What factors may influence a classic collector’s car value
Collecting classic cars can be an exhilarating hobby, but if you’re hoping to turn collecting into trading for profit, it can also be a risky one. There are many factors that affect the value of a collector’s car, and here at JD’s Auto Repair, we’re going to outline some of the basics and dispel some common myths that will give you a sure footing when it comes to valuing classic cars!
Rarity does not equal value!
It seems quite logical that increased value would directly correlate to the rarity of a car – after all, scarcity drives up the price of commodities such as gold and oil. However, when car models are rare, it’s more likely than not that they didn’t sell because people weren’t interested in buying them in the first place. It’s important to therefore evaluate whether that vehicle would seem desirable now, or whether the current trends in classic car design still make this rare model a no-go. If current trends have changed enough to make that vehicle desirable now, you may be onto a winner, but otherwise it would be good to look elsewhere!

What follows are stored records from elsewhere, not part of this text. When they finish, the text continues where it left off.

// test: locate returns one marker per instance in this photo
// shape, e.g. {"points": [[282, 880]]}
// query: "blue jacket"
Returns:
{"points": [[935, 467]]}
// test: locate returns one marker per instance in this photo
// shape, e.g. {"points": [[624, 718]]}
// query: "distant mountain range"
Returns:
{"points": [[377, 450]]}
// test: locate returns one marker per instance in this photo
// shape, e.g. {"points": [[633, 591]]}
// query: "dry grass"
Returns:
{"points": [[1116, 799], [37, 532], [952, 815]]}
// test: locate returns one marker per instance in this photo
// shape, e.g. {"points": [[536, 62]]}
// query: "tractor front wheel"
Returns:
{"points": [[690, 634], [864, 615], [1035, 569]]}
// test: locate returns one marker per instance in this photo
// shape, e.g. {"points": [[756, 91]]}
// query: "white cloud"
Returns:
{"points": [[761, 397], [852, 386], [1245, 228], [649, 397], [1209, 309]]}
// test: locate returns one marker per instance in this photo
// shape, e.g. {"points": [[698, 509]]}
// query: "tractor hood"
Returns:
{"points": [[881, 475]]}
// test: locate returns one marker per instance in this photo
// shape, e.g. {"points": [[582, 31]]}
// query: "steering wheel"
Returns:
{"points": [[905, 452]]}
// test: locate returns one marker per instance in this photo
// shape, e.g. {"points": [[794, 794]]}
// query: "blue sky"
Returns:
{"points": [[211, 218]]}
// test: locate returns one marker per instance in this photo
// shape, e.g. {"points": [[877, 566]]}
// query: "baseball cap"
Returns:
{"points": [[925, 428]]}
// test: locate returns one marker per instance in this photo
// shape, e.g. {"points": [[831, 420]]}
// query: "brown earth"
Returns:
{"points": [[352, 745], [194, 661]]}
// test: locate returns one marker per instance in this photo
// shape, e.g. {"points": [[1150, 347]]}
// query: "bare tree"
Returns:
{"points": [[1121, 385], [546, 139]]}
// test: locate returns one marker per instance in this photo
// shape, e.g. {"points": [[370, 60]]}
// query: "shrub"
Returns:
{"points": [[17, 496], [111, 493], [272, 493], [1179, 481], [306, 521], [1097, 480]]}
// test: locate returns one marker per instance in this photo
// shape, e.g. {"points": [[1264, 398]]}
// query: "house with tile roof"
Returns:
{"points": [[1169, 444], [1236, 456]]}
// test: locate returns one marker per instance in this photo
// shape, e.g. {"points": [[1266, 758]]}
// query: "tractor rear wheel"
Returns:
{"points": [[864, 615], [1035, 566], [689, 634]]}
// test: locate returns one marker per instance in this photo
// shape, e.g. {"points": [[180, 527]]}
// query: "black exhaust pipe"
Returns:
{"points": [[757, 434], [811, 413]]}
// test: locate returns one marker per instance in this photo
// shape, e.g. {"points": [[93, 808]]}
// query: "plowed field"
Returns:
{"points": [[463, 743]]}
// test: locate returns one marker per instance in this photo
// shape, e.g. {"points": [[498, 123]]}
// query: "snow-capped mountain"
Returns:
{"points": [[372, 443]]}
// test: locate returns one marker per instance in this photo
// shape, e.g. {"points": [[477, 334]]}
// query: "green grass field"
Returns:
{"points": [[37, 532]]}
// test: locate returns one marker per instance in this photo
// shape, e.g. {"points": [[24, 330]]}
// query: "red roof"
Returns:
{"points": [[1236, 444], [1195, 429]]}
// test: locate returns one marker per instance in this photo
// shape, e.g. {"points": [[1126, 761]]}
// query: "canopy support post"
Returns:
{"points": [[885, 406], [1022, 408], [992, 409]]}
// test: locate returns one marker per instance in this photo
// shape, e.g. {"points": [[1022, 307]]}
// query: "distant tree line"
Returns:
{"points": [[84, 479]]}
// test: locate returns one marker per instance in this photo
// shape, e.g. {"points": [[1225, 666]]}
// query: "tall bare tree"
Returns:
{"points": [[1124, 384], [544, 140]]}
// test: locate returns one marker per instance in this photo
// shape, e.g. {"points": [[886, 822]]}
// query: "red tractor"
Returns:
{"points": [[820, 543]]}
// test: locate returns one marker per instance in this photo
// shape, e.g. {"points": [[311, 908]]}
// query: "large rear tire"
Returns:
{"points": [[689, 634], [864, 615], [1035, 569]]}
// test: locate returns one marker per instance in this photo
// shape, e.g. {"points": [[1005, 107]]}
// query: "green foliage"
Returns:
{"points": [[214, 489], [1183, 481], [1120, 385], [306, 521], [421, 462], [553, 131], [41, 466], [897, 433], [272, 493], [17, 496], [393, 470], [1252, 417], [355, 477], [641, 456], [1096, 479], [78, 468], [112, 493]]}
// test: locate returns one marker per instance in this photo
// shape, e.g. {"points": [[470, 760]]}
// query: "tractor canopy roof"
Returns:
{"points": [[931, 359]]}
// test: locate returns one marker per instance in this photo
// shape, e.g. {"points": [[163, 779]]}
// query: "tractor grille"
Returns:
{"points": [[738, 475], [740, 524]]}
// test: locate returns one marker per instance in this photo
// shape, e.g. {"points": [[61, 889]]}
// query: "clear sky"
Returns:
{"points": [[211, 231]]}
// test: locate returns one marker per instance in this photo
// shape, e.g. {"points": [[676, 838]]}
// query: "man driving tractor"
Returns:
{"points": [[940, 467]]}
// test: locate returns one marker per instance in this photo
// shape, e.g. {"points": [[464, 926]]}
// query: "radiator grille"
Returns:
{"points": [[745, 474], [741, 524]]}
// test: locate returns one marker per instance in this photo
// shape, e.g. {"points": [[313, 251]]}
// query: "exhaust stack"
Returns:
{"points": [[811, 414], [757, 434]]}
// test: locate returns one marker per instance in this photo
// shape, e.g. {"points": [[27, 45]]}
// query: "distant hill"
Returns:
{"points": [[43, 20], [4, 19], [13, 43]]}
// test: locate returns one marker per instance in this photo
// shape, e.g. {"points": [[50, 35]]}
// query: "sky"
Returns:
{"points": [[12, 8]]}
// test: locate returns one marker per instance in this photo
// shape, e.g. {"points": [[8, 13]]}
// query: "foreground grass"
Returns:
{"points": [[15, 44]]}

Market trends can dictate value
Just like with the fashion industry, which classic cars are hot, and which are not, is always changing. So, it’s important to recognize this and act accordingly. Maybe that 1974 Pontiac GTO will be worth twice as much in 5 years’ time once it becomes a trendier model. Being able to predict where the market is going is of course like having a gasoline-fueled sixth sense, but if you knuckle down and do your research, it could certainly pay off!
Don’t be too concerned with condition
Some people assume that small scratches, nicks, and general wear and tear will significantly affect the value of a car, and for those who’re not so well versed in the song and dance of classic car salesmanship, buyers may exploit this lack of knowledge to significantly knock the price down. But it should be noted that minor aesthetic wear and tear should not affect the value of the vehicle. A much more informed buyer would likely know that the history of the vehicle, including paperwork and documentation, adds much more value than aesthetic condition as in the world of classic cars, the story behind the vehicle is often what is highly valued.
Investing money won’t increase worth
Beginner collectors often buy a used classic car and then spend huge amounts on restorations only to then find that the increase in value is minimal to say the least. This is often because buyers are looking for an original car – one that drives and handles like it’s got a history behind it, not like it’s a fuel-injected modern car in classic car clothing! Knowing what buyers are looking for is very important, and often this equates to make and model, as well as the documentation and history of a car which give it its character. These are the cars that are likely to fetch the highest value.
Knowing where to start with valuing classic cars is important if you want to avoid spending huge sums of cash for little of no return or being taken for a ride when it comes to negotiating a price. By following these simple first steps in understanding what influences the value of a classic car, you can be sure to get a good return on investment and navigate what is a tricky yet potentially lucrative market!